Workers’ compensation collections can seem like a stress-induced migraine for providers. Between special terminologies, unique collection forms, and legal obstacles, many practices don’t have the resources or know-how to properly bill a worker injury case.
So PYP is here to ease your worries and provide some simple steps to improve your returns on workers’ comp claims.
Learning the Basics
Because it’s actually a legal process with a medical delivery component, workers’ comp can be very confusing. Knowing a few background guidelines can significantly help you along the way.
“The workers’ comp world has always been somewhat problematic for practices and physicians. There are a lot of things being done right now to help resolve those issues,” said Don St. Jacques, Senior Vice President at Jopari Solutions, Inc., a medical billing firm specializing in workers’ compensation and property casualty claims.

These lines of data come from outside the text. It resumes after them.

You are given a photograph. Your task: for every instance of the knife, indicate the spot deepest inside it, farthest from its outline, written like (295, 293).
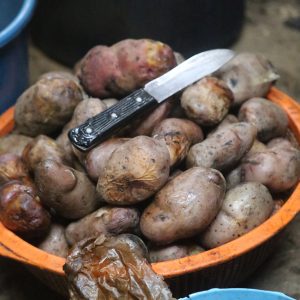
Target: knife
(100, 127)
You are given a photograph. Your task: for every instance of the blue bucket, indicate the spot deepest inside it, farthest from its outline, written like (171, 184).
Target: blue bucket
(14, 16)
(237, 294)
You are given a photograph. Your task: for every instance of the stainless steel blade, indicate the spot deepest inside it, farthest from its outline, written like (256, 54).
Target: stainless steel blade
(188, 72)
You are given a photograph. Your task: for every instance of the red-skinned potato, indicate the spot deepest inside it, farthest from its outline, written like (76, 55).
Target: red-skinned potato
(69, 192)
(184, 207)
(245, 207)
(134, 171)
(106, 220)
(124, 67)
(21, 210)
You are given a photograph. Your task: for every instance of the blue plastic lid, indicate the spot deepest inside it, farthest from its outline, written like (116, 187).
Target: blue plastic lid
(237, 294)
(18, 23)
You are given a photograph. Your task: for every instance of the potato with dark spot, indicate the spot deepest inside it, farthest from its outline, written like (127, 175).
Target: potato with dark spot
(224, 148)
(178, 135)
(270, 119)
(98, 157)
(46, 106)
(106, 220)
(55, 242)
(21, 210)
(184, 207)
(134, 171)
(207, 101)
(69, 192)
(245, 207)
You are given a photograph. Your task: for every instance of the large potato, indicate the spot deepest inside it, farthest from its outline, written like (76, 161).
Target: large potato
(269, 118)
(106, 220)
(224, 148)
(245, 207)
(185, 206)
(134, 171)
(207, 102)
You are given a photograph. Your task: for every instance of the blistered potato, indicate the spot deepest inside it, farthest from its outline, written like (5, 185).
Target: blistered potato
(69, 192)
(270, 119)
(245, 207)
(134, 171)
(207, 101)
(178, 135)
(106, 220)
(55, 242)
(97, 158)
(185, 206)
(224, 148)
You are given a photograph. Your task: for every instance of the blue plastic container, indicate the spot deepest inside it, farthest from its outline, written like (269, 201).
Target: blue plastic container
(237, 294)
(14, 16)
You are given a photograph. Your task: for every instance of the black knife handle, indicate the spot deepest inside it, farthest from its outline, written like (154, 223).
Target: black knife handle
(103, 125)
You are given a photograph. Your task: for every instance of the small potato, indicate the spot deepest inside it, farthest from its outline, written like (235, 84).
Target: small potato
(269, 118)
(224, 148)
(245, 207)
(47, 106)
(40, 148)
(55, 242)
(105, 220)
(12, 168)
(207, 102)
(97, 158)
(21, 210)
(178, 135)
(134, 171)
(13, 143)
(184, 207)
(69, 192)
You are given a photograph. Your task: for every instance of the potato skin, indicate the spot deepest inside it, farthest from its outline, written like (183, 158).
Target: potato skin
(184, 206)
(21, 210)
(106, 220)
(245, 207)
(135, 171)
(124, 67)
(55, 242)
(69, 192)
(46, 106)
(207, 101)
(97, 158)
(269, 118)
(224, 148)
(178, 135)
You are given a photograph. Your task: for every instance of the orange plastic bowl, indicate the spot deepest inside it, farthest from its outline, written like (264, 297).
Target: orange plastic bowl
(223, 266)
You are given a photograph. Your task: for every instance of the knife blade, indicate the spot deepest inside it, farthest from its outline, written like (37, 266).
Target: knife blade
(100, 127)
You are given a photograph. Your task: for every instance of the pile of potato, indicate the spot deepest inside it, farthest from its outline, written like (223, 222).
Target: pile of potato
(198, 171)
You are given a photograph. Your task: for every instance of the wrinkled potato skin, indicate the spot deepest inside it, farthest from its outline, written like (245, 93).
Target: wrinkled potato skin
(105, 220)
(207, 101)
(13, 143)
(40, 148)
(55, 242)
(224, 148)
(135, 171)
(245, 207)
(69, 192)
(12, 168)
(21, 210)
(47, 105)
(269, 119)
(178, 135)
(97, 158)
(124, 67)
(184, 206)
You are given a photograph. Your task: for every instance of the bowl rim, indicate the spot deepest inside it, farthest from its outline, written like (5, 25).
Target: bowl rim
(14, 247)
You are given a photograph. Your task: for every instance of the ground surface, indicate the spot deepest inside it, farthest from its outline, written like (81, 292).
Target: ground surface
(264, 32)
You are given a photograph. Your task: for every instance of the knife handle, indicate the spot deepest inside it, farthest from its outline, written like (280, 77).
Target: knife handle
(98, 128)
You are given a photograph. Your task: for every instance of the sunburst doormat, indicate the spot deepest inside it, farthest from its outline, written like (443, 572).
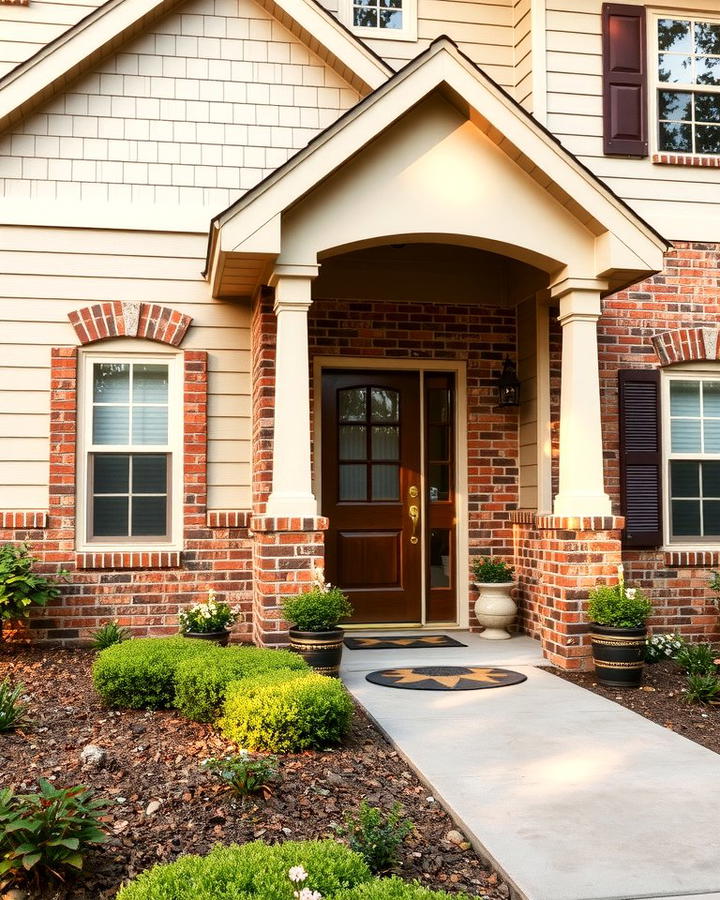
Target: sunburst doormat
(446, 678)
(404, 641)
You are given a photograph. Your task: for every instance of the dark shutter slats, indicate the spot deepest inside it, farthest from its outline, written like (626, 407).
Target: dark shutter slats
(624, 80)
(641, 456)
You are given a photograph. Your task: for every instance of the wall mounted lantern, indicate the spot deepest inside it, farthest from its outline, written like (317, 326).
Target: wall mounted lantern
(508, 385)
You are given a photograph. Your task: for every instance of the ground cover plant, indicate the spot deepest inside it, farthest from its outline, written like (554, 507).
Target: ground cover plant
(164, 804)
(201, 682)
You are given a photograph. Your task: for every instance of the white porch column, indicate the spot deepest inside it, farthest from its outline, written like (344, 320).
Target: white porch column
(292, 494)
(582, 485)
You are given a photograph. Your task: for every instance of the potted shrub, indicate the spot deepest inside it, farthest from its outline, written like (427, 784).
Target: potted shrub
(314, 617)
(208, 621)
(618, 631)
(20, 587)
(494, 607)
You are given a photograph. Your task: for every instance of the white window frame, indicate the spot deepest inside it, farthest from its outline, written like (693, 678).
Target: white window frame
(688, 372)
(174, 448)
(696, 14)
(407, 33)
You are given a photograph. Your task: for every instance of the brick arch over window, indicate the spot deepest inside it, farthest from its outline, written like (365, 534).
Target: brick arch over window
(129, 319)
(686, 345)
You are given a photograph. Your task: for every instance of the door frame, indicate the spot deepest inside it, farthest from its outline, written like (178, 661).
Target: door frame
(459, 369)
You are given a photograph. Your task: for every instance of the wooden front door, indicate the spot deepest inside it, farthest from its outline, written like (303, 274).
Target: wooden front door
(390, 502)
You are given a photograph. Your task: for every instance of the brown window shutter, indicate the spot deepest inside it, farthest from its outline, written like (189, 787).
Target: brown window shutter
(624, 80)
(641, 457)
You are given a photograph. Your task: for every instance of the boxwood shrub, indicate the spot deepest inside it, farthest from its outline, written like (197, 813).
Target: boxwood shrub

Workers’ comp provides coverage for wage replacement benefits, medical treatment, vocational rehabilitation, and other benefits to employees who are injured on the job or contract an occupational disease.
According to St. Jacques, it equals 2-3% of all medical spending and represents 100 million billing transactions a year. That’s no small potatoes.
Group Health vs. Workers’ Comp
It’s important to note that while the policyholder is usually the patient in the group health world, the employer is the subscriber in the workers’ comp sector.
Also, what has normally termed an explanation of benefits (EOB) in a patient-insured claim is an explanation of review (EOR) in a workers’ comp case. And instead of identifying a claim through your regular healthcare identification number, you use a case file or claim number in its place.
Let your staff know that there is no deductible or copayment linked to workers’ compensation claims. Providers must accept the compensation payment as paid in full because billing the injured worker for any outstanding balance is illegal.
Nuts and Bolts of Billing
Billing for workers’ compensation claims varies from state to state. Knowing your state’s guidelines will keep your practice in compliance and allow for better payments.
Always keep in mind that HIPAA privacy rules must be followed at all times, so be careful never to bill illness and injuries unrelated to a worker’s compensation claim to an employer.
If a patient comes in to treat an injury but doesn’t mention that it occurred at work, your practice might go ahead and bill his or her primary insurance. However, when the patient later requests that his or her employer’s insurance be charged for the medical services, it is your practice’s responsibility to re-bill the workers’ comp insurance and return the original reimbursement to the primary payer.
It’s also important to fill out the proper forms when billing for workers’ compensation. These forms include the First Report of Injury Form and CMS-1500 claim form.
The doctor should complete the First Report of Injury Form when the patient first seeks treatment for a work-related illness or injury. This form differs by state.
The billing department will then need to attach a CMS-1500 claim form to the physician’s documentation in order for the workers’ compensation insurance to properly remit payment. Make sure to include the date of injury on the CMS-1500 as it is often overlooked.
“It’s absolutely critical when the information is delivered to payers that it contains not only the substantiation of the charges but also all of the other findings and results,” said St. Jacques. “Those two things combined will drive the reimbursing and disposition of the patient.”
Follow these simple steps and you should see an increase in workers’ compensation payments. Although it can be a bit problematic, there is no reason why your practice should be eating workers’ comp costs.